It’s the stranger who says “Thank you for your service,” waits a beat, and adds, mantralike, “I support the troops but not the war.”
The yellow ribbons and no-blood-for-oil bumper stickers while stuck in bumper-to-bumper traffic on the way to fill up on five-dollar-a-gallon gasoline.
Fill-ups aside, money isn’t the issue for most veterans in school since even if we major in philosophy, the GI Bill means we won’t be grinding beans to pay down our debt.
But many of us joined the military after high school because we knew that either college wasn’t going to be a possibility, or even if it was it just wasn’t going to be our thing. That, and the realization that there has to be more to life than asking strangers: “Can I take your order?” Many of the men I served with were the kind of guys that would have been great at manufacturing work—but we know where those jobs have gone.

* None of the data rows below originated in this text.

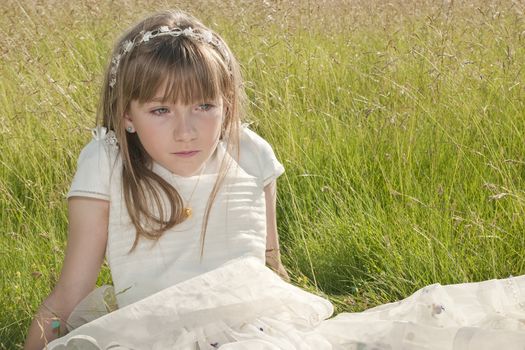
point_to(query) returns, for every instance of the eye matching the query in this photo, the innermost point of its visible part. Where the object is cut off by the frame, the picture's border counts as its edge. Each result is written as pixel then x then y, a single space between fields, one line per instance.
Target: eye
pixel 160 111
pixel 204 107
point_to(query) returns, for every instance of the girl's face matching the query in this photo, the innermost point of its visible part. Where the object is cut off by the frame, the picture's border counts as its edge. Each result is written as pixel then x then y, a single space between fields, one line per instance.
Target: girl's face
pixel 179 137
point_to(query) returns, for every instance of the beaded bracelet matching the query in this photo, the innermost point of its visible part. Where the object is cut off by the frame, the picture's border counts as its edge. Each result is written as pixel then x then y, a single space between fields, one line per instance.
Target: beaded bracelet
pixel 55 326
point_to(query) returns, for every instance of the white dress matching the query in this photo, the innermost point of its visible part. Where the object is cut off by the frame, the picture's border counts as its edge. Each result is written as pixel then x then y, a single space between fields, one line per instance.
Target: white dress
pixel 168 299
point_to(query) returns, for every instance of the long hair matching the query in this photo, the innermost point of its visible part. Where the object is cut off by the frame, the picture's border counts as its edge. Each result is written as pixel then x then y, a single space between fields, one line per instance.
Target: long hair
pixel 190 70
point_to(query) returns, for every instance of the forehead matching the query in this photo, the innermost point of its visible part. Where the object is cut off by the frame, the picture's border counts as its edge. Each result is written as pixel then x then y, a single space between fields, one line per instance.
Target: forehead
pixel 179 77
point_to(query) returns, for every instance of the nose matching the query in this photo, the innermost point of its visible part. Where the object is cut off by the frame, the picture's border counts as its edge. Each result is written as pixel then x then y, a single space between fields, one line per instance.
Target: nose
pixel 184 129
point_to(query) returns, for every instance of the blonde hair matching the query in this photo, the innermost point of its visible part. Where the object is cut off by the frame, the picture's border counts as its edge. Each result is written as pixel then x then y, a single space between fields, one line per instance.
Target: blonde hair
pixel 191 70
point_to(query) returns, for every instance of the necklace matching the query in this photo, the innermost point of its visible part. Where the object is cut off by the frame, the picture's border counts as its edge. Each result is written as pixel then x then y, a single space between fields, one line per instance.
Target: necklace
pixel 186 209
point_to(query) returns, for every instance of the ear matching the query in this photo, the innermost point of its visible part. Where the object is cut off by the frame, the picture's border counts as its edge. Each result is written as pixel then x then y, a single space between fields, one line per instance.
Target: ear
pixel 128 122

Not too long ago in Detroit I attended a job fair specifically for veterans. There were about 25,000 jobs nominally available, and far less than 5,000 vets there to fill them—every one of those men and women there hoping to hear: “You’re hired.”
Instead, the refrain for every position that could possibly put someone into the middle class was “do you have an engineering degree?”
The remaining jobs offered—the ones that required some college, and those that didn’t—paid 10 or maybe 15 bucks an hour, with few or no benefits.
I walked away from that convention center feeling highly depressed, and I’ve found myself at least slightly depressed ever since.
“What am I going to do after I graduate with a history degree,” I started asking myself, and I began seriously thinking about dropping out. Thoughts that I’ve never had before—like what’s the point of it all?—started entering, unbidden, into my everyday thoughts.
I had similar thoughts midway through my tour in Iraq, where I wanted nothing more than to come home. I saw no light at the end of the tunnel, and I recall I just wanted it all to end. But then when I did come home I found myself at times strangely missing the war.
I wonder if college is the same thing. I try to remember: you just got to suck it up and drive on.